I don't know where to start with all the goodness in this quotation for it gets right to the heart of Top Gear's appeal which is to wave those two fingers made famous by English archers at Agincourt in the direction of all the spiritless, pinched, judgemental, snobbish bores like Nell Frizzell, its writer. What Top Gear provides is a brief escape from the endless dribble about climate change, from the institutionalised attack on the motor car, and from the dreary moral high ground inhabited by people who write for The Guardian and appear on Channel 4 News.
Cars are great. They sit at the heart of our civilization. Nearly 90% of journeys made are made in cars.
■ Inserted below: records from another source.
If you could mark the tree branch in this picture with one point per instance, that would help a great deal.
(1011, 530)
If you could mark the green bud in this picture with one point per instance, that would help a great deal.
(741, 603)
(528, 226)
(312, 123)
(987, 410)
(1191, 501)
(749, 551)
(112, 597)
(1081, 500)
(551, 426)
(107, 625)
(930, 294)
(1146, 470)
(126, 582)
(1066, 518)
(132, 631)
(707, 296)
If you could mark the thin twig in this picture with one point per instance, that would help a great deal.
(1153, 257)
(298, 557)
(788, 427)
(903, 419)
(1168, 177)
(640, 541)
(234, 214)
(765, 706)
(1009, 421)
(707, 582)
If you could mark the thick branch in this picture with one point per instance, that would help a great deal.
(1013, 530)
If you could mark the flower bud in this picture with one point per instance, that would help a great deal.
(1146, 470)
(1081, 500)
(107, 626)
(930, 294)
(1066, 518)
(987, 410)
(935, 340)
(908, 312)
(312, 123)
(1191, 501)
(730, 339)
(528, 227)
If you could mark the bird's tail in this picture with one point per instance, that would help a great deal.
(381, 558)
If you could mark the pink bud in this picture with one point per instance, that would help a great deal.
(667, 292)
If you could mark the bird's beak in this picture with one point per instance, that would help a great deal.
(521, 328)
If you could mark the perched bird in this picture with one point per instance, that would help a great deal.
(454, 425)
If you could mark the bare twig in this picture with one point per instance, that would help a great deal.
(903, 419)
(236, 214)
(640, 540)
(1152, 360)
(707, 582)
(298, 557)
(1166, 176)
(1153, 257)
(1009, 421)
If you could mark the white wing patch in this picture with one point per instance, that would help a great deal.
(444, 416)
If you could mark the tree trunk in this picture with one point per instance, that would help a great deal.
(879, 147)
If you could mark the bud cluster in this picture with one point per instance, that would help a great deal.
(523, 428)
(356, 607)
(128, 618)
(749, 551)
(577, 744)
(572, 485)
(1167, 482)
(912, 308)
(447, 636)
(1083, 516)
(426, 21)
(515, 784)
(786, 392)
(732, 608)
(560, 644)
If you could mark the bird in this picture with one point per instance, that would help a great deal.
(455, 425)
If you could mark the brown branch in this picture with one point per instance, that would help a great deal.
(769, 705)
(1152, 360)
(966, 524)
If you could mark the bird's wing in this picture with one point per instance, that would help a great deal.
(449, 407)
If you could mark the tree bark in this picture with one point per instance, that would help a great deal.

The manufacture, sale, maintenance and support of cars is a massive slug of our economy. The modern car is a remarkable feat of engineering, filled with innovation in engine management, fuel efficiency, communications and comfort. And millions - I really mean millions, far more than ever even glance at The Guardian - enjoy the stuff that goes with cars and motor sport.
So Nell Frizzell doesn't like cars (I probably don't believe her on this one but we'll take her at her word). That is, without question, her loss. For the rest of us, we'll carry on enjoying programmes that celebrate cars and car culture, that do so with wit and charm, and that provide the tiniest piece of opposition to the endless boilerplate of green nonsense that infects our media.